Lumen animae. Edited by Matthias Farinator (fl. 1472-80). [Augsburg:] Anton Sorg, 3 September 1477.
Lumen animae. Edited by Matthias Farinator (fl. 1472-80). [Augsburg:] Anton Sorg, 3 September 1477.

Details
Lumen animae. Edited by Matthias Farinator (fl. 1472-80). [Augsburg:] Anton Sorg, 3 September 1477.

Chancery 2o (274 x 207 mm). Collation: [1-510 68 7-1210 138 14-3010 318 32-3710 386] blank, title, 1/2r preface by Farinator, 1/3r table,blank, 7/2r text, 27/7v table to second part, 27/9v part II, 38/6r colophon, 38/6v blank). 370 leaves. 40 (variable) lines, and headline in first part. Type: 1:103G. 3- and 4-line initial spaces. Woodcut Maiblumen initial opening text, woodcut outline initials. Bearer type on from bottom of 4/6v and on 6/8v from 4/5v. (Light marginal dampstain at end, small wormholes in first and final quires, blank corner of final leaf renewed.) 18th-century calf-backed wooden boards, bevelled at inner edge, spine lettered in gilt (worn at spine), single pin catch at fore-edge, without clasp.

Provenance: a few contemporary annotations, several headlines corrected -- Augsburg, Augustinian priory of the Holy Cross: 17th-century inscription -- Franz Töpsl (1711-1796), prior of Augustinian canons at Polling: engraved bookplate dated 1744 -- Munich, Royal Library, duplicate: shelfmark Inc. Typ. Nro 2174, "Duplum" on front pastedown -- Bernd Pattloch: 20th-century bookplate; sale, Sotheby's London, 22 November 1984, lot 180 (to Lathrop Harper).

FIRST EDITION. The Lumen animae is a 14th-century collection of "exempla" drawn from natural history for use in the composition of sermons.
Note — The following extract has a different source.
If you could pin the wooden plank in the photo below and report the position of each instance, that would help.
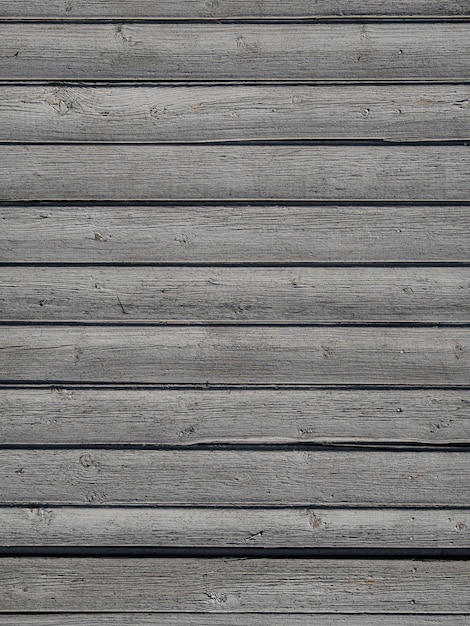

It has been variously attributed to Berengarius of Landora, Godfrey of Vorau, John XXII, and Matthias Farinator. M.A. Rouse has authoritatively demonstrated that three distinct works circulated under this title, all originating in the 14th century but by different compilers. For the first edition Sorg used a variant of Rouse's version B of the text, which in the earliest surviving manuscript, dating to ca. 1332, is attributed to Godfrey, an Augustinian at Vorau. Matthias Farinator, a Viennese Carmelite, edited the 1477 edition, adding a new preface and two subject indexes of naturalia and moralia. (Cf. Archivum Fratrum Praedicatorum 41, 1971, pp. 5-113, esp. 50ff.)

This copy previously contained 5 manuscript leaves of text by Franz Töpsl, provost of Polling, with a copy of a letter from canon Anton Zungo to Töpsl which names the author of the Lumen animae as Hermannus de Gotschah, a canon of Vorau. These leaves are currently bound with the copy of this edition retained by the Bayerische Staatsbibliothek, whose catalogue states that the copy to which these leaves originally belonged is no longer known.

H 10329*; BMC II, 344 (IB. 5811); BSB-Ink L-286; Klebs 631.1; Goff L-393.